読み取れたらダイソーで売っている超精密ノギスを使用して、NFCタグから用紙までの高さを測りました。

結果
| 形状(アンテナサイズ) | 読み取り開始距離 |
|---|---|
| カード型(7cm x 4cm) | 3.7cm |
| 円形シール型(直径2.2cm) | 2.4cm |
| 小型シール型(2cm x 0.8cm) | 1.7cm |
やはりアンテナの大きさに比例して読み取れる距離が変化していました。
シール型はどちらも2cm前後と、スマホをNFCタグを接触させるぐらいの使い方になると思います。
名刺など手にとって、かざしやすいモノへの用途に良さそうです。
かざしにくい場所にあったり、接触させることでスマホやNFCタグ側(プレートや印刷物など)に傷がついてしまうものには向いていないと思いました。
カード型は4cmほどと、割と非接触感のある距離で読み取りが可能です。
上記でもあげた、かざしにくい場所であったり、傷がついてしまう可能性がある場合などに利用するのがよさそうです。

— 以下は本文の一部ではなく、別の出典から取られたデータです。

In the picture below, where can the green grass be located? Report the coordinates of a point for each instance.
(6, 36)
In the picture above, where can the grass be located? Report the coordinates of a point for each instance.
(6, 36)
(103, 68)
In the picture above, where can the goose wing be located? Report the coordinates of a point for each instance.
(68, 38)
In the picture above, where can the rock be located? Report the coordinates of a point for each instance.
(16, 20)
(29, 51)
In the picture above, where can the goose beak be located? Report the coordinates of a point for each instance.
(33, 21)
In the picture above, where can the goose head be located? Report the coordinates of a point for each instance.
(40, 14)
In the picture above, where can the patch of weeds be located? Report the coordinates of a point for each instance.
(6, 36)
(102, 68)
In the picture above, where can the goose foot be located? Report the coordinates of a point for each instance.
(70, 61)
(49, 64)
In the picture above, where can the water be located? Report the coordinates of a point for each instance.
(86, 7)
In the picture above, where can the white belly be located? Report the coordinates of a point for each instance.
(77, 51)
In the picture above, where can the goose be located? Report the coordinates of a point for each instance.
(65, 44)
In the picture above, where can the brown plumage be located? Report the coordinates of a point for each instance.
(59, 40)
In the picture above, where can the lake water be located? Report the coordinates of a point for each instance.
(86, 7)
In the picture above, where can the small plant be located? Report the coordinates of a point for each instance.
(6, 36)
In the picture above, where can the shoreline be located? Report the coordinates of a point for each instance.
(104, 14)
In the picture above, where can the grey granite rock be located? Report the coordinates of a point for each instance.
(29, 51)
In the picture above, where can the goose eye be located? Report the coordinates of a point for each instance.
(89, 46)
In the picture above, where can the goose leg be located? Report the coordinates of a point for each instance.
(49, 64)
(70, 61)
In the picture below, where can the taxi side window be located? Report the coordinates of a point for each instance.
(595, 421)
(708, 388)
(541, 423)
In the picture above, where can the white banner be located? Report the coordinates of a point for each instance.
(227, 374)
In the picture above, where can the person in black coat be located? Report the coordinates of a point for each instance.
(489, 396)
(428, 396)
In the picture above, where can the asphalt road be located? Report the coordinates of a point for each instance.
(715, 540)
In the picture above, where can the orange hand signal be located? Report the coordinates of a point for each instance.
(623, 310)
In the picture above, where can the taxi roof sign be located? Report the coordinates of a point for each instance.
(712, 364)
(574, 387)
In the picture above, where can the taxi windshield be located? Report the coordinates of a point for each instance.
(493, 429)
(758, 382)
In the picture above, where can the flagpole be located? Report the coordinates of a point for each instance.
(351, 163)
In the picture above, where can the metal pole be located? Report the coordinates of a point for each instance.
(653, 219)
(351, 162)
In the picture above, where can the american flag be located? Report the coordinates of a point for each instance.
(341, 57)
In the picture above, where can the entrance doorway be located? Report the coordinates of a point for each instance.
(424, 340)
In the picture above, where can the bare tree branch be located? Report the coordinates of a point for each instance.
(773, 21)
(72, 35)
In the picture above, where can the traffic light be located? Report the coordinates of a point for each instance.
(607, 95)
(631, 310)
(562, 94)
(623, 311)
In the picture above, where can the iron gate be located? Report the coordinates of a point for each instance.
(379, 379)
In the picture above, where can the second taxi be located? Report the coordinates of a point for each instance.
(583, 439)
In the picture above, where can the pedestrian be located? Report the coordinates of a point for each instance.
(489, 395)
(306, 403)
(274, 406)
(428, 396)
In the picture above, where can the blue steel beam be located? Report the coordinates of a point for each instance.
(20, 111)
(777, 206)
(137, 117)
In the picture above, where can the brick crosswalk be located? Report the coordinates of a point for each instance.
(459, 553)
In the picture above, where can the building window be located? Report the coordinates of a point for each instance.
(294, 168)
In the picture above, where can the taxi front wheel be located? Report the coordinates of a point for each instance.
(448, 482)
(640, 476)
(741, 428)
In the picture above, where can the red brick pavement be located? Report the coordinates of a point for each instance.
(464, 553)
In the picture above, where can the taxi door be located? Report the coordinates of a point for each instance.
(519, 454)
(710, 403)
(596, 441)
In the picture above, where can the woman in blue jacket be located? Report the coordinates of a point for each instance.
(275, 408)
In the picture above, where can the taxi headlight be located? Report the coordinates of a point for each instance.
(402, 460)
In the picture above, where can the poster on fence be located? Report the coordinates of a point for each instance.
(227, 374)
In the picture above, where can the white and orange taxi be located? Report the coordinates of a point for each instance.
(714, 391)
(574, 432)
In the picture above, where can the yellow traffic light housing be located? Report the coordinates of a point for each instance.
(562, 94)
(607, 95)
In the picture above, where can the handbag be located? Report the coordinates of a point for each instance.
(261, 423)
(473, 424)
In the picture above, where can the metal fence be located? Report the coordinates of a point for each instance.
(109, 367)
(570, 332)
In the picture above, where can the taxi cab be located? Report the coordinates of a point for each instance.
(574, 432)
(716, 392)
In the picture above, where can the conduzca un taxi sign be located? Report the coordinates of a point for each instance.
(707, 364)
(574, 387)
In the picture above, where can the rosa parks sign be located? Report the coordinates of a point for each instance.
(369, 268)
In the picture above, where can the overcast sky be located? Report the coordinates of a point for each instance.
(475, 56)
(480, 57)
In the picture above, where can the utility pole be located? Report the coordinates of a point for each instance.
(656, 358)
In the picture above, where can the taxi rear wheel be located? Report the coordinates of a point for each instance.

また、スマホのNFC読み取り位置を把握されていない方が一般的かと思います。
不特定多数の方へのサービスで利用される場合は、アンテナが大きいNFCタグを利用することをおすすめします。
仕様と技術的限界の話
少し難しい話をしつつ、NFCの限界についてと、その代替となる技術について少し解説できればと思います。
仕様的な話
ISO/IEC 18092(NFCIP-1)を含むNFC規格全体で想定される通信距離は、一般的に最大で約10cmと定義されています。

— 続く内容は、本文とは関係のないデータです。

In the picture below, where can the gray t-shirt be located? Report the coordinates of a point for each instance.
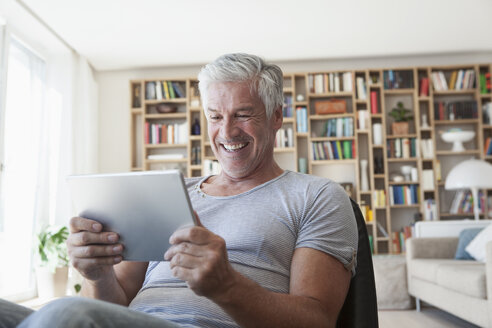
(262, 228)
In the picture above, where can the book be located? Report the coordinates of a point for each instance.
(374, 102)
(166, 90)
(171, 90)
(424, 87)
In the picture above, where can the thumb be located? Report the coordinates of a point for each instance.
(198, 223)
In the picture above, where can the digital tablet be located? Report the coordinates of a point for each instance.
(144, 208)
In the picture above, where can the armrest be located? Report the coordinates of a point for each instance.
(432, 248)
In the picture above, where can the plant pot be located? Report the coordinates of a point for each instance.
(399, 128)
(51, 284)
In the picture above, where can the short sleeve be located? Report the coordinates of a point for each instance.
(328, 224)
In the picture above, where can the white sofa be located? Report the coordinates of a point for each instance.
(461, 287)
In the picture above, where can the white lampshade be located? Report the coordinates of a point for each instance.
(472, 173)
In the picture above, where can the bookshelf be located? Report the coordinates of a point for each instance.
(339, 144)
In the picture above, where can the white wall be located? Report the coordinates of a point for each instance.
(114, 94)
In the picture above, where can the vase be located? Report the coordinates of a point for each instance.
(51, 284)
(364, 181)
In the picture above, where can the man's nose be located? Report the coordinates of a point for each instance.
(229, 128)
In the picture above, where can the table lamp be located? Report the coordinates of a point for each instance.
(471, 174)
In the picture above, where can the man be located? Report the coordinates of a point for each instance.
(274, 248)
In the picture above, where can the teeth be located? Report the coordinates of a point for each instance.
(234, 147)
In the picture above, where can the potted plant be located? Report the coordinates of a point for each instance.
(401, 116)
(52, 271)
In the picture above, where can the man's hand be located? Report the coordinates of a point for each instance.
(92, 252)
(199, 257)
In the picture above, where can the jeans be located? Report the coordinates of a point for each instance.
(77, 312)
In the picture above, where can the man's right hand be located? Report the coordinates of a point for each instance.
(93, 252)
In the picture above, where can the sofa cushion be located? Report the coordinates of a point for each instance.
(426, 269)
(476, 247)
(465, 277)
(466, 236)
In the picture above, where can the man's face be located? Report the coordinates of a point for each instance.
(241, 135)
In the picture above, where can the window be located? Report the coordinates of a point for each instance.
(23, 148)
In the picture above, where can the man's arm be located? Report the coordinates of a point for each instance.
(97, 256)
(318, 283)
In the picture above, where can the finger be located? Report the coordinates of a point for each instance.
(195, 235)
(84, 238)
(197, 220)
(185, 248)
(185, 261)
(82, 224)
(83, 264)
(183, 273)
(96, 251)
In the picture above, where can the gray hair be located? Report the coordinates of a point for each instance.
(266, 80)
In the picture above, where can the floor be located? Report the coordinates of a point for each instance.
(429, 317)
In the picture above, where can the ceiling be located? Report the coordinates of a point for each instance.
(122, 34)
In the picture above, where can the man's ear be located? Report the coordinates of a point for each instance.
(278, 117)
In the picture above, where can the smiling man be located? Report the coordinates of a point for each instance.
(274, 248)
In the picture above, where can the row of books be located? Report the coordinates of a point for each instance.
(284, 138)
(427, 148)
(404, 194)
(463, 202)
(459, 80)
(328, 150)
(488, 146)
(487, 113)
(339, 127)
(287, 108)
(485, 83)
(424, 87)
(374, 102)
(301, 119)
(379, 197)
(165, 133)
(455, 110)
(398, 79)
(402, 148)
(330, 82)
(164, 90)
(361, 88)
(430, 210)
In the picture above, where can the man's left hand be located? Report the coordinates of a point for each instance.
(199, 257)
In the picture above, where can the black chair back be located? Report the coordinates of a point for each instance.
(360, 307)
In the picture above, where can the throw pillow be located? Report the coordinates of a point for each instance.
(466, 236)
(476, 247)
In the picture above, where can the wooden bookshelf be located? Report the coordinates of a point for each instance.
(355, 87)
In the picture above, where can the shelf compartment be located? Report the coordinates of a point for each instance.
(171, 160)
(333, 161)
(331, 94)
(330, 116)
(394, 136)
(315, 139)
(454, 92)
(157, 146)
(399, 91)
(160, 101)
(406, 206)
(284, 149)
(462, 121)
(450, 152)
(408, 159)
(170, 116)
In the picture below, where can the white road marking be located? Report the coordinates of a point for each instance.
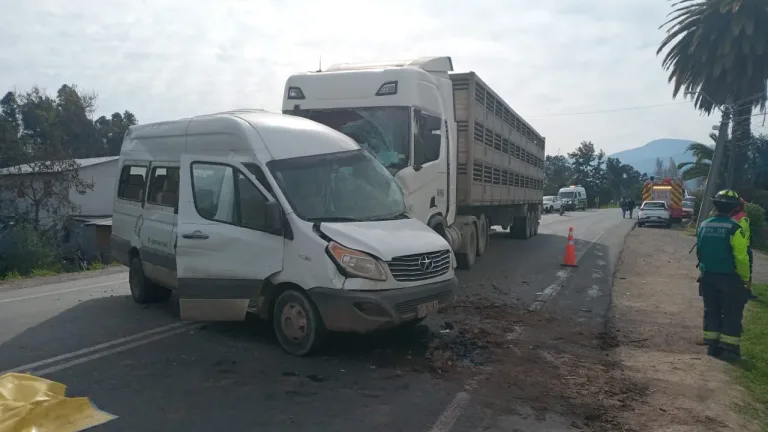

そう定義されている技術なので、受け入れるしかないです。
NFC規格に合わせてスマホ側の出力も制限されています。
技術的な話
NFCタグは「スマホが出す磁界から、電力を得て、磁界を変化(電磁誘導)させて」通信をしています。
いきなり眠くなる言い方ですが、この動作が行える空間領域を近傍界(きんぼうかい)と呼びます。
その近傍界においてNFCタグに電力供給するための磁界強度は「距離の3乗に反比例」して急激に減衰します。

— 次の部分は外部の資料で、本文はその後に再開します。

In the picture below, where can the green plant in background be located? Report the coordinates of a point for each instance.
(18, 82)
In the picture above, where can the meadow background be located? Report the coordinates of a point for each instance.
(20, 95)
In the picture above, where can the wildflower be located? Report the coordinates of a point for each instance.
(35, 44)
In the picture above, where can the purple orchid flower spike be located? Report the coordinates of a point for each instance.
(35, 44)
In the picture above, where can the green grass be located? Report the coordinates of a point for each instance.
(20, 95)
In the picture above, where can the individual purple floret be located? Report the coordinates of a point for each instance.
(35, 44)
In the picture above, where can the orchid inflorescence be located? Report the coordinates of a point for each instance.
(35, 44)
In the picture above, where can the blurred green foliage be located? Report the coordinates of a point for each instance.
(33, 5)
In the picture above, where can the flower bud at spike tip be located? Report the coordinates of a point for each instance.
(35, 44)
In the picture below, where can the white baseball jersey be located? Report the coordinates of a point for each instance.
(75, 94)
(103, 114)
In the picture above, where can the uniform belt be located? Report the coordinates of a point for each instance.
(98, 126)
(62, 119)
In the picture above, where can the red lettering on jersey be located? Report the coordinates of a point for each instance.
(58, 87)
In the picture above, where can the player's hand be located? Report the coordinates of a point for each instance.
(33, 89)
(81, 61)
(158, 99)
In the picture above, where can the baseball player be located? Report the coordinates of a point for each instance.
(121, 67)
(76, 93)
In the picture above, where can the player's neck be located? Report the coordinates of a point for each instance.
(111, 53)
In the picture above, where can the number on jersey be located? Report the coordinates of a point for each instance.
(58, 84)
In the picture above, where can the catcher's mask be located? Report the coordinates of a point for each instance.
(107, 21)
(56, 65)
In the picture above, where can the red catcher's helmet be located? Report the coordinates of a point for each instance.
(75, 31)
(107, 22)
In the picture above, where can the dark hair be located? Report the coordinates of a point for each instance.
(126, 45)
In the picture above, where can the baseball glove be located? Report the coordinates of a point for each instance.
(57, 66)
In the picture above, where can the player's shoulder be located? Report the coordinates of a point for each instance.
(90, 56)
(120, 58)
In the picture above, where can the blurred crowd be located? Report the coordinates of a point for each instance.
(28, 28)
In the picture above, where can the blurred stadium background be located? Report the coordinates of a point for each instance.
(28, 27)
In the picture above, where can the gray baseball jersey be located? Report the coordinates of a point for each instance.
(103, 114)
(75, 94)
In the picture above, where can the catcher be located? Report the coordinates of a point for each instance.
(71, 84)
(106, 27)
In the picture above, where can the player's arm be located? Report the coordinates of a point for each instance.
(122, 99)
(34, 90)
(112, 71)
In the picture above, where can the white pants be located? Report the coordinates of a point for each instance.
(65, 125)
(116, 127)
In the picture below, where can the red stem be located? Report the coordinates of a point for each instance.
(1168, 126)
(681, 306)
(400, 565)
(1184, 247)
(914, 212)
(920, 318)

感覚的にイメージしやすいのが、磁石同士をくっつける際に、ある一定の距離になるとカチッとくっつきますが、その距離までは引き合う力が弱いのと同じで、スマホからの磁界も少し離れると急激に弱くなり、NFCタグへ電力を送れなくなります。
1cmの距離で磁界強度を100%とした場合、2cmで12.5%、5cmで0.8%、10cmで0.1%まで減衰します。
NFCタグの安定動作に必要な磁界強度が1%とした場合、5cmほどが限界になります。
もっと遠くから読み取りたい代替手段
お客様とお話をしていると「もっと遠くから読み取ることはできないか?」、「どの方向にあるのかわからないか?」などのご質問をいただくことがあります。
NFCは電磁誘導方式(近傍界)の技術で、スマホに標準で搭載されているNFCリーダーの出力では遠くのものを見つけることは出来ません。
業務用途であれば、代替手段として提案させていただいているのは、UHF帯のRFIDで電波方式(遠方界)を利用した通信技術で、数十cm〜1m程度での読み取りができます。
スマホ単体では使えませんが、別途リーダーをBluetooth接続するか、専用のハンディリーダーを使用することでRFIDタグを読み取ることができ、物流の現場などで使用されています。
まとめ
NFCタグはアンテナのサイズで距離が変わり、2〜4cm程度で読み取りができます。
手元で読み取れる場合は、アプリの起動がいらないNFCが選択肢に上がるかもしれません。
反面、媒体によっては遠くから読み取る必要がある場合は、QRコードをご利用いただくのが良いと思います。
業務用途であれば、UHF帯を使用したRFIDを検討いただければと思います。
まだ、手にとったことのない方にNFCをイメージしてもらうために記事にしてみました、最後まで読んでいただきありがとうございました。